イーロン・マスク氏は、テスラ株の大量売却により約1兆円(約90億ドル)を調達したことが明らかになった。この資金は、彼が設立したAIスタートアップxAIへの投資や、他の事業拡大に充てられる見込みだ。マスク氏は、2025年までにAI分野への投資を積極的に拡大する方針を示している。
株売却の規模と背景
米証券取引委員会(SEC)への提出書類によると、マスク氏は2024年12月、テスラ株約1,200万株を売却した。売却額は約90億ドル(約1兆3,500億円)に上る。これは、マスク氏が2022年にツイッター(現X)買収のためにテスラ株を売却して以来、最大規模の売却となる。
売却の背景には、マスク氏のAI事業へのシフトがある。彼は2023年7月にxAIを設立し、大規模言語モデル「Grok」の開発を進めている。xAIは2024年11月に60億ドルの資金調達ラウンドを完了しており、企業価値は500億ドルと評価されている。
資金使途と今後の計画
調達した資金の一部は、xAIの研究開発やインフラ整備に投じられる見込みだ。マスク氏はまた、NeuralinkやThe Boring Companyなど他のベンチャー企業にも資金を振り向ける可能性がある。同氏は、AIが将来の主要な成長分野であり、テスラの自動運転技術やヒューマノイドロボット「Optimus」の開発にもAIが不可欠だと強調している。

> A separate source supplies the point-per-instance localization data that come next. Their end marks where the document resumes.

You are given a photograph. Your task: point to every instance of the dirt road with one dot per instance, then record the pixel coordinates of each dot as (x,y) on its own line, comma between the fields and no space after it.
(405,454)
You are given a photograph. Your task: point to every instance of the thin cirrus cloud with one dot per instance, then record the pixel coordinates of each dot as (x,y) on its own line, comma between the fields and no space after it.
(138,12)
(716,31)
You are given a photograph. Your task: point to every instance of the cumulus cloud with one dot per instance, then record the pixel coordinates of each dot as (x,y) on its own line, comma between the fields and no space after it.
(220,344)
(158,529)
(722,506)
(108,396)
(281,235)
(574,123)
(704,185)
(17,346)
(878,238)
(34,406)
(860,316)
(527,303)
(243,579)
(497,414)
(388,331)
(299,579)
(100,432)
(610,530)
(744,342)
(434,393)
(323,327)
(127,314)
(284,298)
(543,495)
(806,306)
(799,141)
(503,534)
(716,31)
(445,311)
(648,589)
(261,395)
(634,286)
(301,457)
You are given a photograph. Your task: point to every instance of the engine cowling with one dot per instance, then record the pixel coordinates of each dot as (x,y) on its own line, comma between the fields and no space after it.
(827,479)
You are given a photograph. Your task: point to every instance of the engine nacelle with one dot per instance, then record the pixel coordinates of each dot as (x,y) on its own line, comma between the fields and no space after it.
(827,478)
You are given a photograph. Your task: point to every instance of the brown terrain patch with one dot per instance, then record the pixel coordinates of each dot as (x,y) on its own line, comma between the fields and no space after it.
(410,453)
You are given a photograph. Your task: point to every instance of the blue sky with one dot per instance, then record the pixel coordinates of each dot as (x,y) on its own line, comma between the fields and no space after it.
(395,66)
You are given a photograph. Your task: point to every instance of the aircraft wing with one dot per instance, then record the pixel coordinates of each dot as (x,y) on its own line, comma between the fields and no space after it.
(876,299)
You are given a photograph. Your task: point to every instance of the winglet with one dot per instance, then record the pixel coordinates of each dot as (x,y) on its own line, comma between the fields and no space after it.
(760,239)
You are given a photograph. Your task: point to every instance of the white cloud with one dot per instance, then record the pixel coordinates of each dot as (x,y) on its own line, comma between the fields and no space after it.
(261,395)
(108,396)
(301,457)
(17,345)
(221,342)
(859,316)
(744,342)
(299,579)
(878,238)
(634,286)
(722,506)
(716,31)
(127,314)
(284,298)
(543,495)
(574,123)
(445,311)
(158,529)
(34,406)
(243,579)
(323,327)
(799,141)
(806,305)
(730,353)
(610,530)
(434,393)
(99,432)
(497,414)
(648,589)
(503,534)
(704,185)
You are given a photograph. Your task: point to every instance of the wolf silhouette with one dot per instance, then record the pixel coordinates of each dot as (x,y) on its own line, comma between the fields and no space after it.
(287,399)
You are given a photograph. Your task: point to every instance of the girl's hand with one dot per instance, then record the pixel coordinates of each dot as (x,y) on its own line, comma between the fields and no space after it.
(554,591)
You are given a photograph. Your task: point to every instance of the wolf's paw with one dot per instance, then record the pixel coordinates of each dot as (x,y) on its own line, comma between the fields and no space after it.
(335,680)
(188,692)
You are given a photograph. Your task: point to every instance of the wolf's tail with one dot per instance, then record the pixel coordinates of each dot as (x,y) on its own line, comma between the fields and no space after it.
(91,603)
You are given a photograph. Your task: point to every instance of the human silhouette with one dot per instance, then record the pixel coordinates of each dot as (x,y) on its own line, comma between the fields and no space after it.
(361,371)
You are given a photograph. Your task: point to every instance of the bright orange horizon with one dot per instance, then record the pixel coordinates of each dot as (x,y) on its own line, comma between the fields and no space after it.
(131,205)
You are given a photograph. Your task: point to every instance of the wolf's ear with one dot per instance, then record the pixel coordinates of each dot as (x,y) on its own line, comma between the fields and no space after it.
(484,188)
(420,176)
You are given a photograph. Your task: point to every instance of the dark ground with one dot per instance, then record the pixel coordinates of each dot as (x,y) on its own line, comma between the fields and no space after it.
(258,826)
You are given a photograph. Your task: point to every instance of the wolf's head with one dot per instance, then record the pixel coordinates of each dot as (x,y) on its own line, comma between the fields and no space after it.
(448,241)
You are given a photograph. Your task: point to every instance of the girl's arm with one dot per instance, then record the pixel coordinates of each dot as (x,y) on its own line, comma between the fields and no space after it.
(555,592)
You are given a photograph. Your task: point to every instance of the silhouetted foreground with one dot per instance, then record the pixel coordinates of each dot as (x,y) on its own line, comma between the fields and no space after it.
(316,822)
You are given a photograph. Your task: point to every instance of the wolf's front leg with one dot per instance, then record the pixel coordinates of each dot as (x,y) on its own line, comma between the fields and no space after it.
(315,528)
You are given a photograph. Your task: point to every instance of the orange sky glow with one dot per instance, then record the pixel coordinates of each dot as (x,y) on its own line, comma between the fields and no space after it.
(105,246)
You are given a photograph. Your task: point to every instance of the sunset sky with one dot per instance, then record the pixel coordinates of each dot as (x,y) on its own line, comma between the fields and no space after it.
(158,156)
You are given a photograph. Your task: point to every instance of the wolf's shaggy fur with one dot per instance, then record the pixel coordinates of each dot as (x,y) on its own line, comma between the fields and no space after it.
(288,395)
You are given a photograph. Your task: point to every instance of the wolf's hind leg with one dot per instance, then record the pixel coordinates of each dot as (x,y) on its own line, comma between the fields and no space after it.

テスラの株価は、マスク氏の売却発表後、一時的に下落したものの、その後持ち直している。アナリストの間では、マスク氏のAI投資が長期的にテスラの価値を高める可能性があるとの見方もある。
市場への影響と反応
今回の株売却について、テスラの株主からは懸念の声も上がっている。ある機関投資家は、「マスク氏がテスラに集中せず、複数の事業に分散していることがリスクだ」と指摘する。一方、マスク氏の支持者は、彼のビジョンとリーダーシップを評価し、長期的な成長を信じている。
テスラの2024年第3四半期決算では、売上高が前年同期比8%増の251億ドル、純利益は17%増の21億ドルと好調だった。マスク氏は、AI投資による相乗効果でテスラの競争力がさらに強化されると述べている。
今後の展望
マスク氏は、2025年までにxAIのデータセンターを拡張し、Grokの次世代モデルをリリースする計画だ。また、テスラの完全自動運転(FSD)システムの進化にもAI技術を活用する。同氏は、AIが人類にとって最大の脅威であると同時に最大の機会であると述べ、責任ある開発を約束している。
今回の株売却は、マスク氏の資金調達戦略の一環であり、AI分野での覇権を狙う動きとみられる。今後の動向が注目される。